Nominated for Best Production Design and Best Costume Design The original animated feature was my favorite Disney movie as a child and I was very skeptical when the powers that be announced a live-action remake. I didn't hate on it existing, like I know a lot of people did, because I'm not necessarily opposed to updating or remaking classics. I just didn't think it would be very good. Pleasantly, I was wrong.
Belle (Emma Watson) and her inventor father, Maurice (Kevin Kline), have moved to a small town in the French countryside. Belle finds it stiflingly boring and her only joy is borrowing books from the local clergyman (Ray Fearon) while avoiding the amorous intent of local war hero Gaston (Luke Evans). When her father leaves to sell his wares, Belle asks only for a single rose. Unfortunately, Maurice gets lost on the way home and accidentally wanders into a cursed castle. He takes a rose from the grounds but is immediately captured by the Beast (Dan Stevens), who locks him in the tower. Concerned, Belle retraces her father's journey and offers to trade places. The Beast agrees mostly out of spite. His loyal servants are elated, thinking that Belle could be the one to cause their master's hard heart to soften and break the curse that keeps them household objects.
The animation has certainly gotten better. This movie is visually stunning. And the costumes are gorgeous, so it's in a good place as far as its two nominations. The cast is incredible, as befits a Disney movie. Overall, it's a solid film but I have some minor issues.
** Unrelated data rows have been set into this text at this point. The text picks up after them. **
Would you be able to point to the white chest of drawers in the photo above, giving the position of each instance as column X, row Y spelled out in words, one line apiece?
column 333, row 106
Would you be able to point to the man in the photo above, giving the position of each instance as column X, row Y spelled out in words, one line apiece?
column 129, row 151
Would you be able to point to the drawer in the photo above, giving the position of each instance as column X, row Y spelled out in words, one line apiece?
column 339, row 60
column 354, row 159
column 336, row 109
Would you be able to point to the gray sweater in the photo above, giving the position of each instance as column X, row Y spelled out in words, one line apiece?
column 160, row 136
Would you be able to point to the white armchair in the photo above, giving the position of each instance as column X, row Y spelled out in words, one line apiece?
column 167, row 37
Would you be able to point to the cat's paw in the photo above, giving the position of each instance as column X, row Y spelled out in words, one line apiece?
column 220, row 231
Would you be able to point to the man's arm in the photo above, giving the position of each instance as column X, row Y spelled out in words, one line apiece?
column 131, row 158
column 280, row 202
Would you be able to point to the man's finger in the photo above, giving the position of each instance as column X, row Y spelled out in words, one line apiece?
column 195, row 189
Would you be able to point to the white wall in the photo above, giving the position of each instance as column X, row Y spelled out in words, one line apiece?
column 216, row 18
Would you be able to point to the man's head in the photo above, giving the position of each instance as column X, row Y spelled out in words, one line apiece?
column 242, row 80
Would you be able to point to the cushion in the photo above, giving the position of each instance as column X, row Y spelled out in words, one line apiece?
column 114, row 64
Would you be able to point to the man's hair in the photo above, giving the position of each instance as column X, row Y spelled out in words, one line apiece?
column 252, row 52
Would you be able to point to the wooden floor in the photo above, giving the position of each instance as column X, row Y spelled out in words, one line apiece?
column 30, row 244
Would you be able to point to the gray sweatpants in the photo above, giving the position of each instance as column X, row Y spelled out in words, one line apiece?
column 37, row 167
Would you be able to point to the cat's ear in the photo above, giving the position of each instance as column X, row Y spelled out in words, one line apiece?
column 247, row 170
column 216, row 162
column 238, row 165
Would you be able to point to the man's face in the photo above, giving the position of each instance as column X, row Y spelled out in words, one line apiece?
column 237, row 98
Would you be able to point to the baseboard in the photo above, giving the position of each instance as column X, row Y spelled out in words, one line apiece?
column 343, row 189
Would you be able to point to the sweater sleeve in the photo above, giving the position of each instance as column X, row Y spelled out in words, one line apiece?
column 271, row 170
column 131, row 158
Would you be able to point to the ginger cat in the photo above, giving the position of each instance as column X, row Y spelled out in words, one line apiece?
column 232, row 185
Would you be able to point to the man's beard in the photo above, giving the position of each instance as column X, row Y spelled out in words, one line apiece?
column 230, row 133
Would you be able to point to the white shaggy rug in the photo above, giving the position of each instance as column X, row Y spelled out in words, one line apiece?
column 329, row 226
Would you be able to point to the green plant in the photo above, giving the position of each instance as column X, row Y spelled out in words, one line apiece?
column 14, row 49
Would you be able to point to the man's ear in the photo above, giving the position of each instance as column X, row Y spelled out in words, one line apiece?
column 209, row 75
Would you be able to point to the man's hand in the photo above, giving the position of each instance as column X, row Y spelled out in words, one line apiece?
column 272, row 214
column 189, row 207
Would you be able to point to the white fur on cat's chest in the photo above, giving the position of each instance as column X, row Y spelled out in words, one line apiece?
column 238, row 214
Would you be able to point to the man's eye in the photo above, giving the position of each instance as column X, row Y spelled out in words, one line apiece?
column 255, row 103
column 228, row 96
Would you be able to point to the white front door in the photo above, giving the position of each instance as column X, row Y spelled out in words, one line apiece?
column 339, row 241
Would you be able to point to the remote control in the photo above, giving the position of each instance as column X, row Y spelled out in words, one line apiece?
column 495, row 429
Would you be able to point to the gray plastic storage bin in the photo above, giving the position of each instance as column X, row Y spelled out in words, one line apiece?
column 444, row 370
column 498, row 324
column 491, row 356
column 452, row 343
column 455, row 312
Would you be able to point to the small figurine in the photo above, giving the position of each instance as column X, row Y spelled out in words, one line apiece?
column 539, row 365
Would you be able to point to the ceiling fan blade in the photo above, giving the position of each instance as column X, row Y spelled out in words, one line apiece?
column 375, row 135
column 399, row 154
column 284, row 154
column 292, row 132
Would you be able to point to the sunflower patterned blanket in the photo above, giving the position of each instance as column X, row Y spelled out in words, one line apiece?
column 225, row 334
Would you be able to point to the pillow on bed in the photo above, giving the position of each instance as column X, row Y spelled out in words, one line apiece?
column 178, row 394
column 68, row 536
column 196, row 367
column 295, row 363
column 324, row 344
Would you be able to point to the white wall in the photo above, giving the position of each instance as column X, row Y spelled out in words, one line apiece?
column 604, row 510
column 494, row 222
Emma Watson is no Paige O'Hara but her singing is good enough, considering how much star power she brings. Luke Evans is amazing as Gaston. Of all the cast, he looks like he's having the most fun. Dan Stevens is under so much CGI, including changing his voice, he could have been anyone as the Beast but it's worth it for the few scenes he has as a real human. However, I hated Ewan McGregor as Lumiére. It just did not work for me. I think it's his worst role since Jack the Giant Slayer. Stanley Tucci would have been so much better, but instead he's wasted as the harpsichord, Cadenza.
I thought the attempts to be more diverse with the casting were admirable if heavy-handed. I liked that the Beast finally got his own song, "Evermore," and I thought "Days in the Sun" was a better number than "Human Again," which was cut from the original animated film. But Audra McDonald is a goddamn Broadway legend and she was criminally wasted here.
More pluses than minuses but as always your mileage may vary.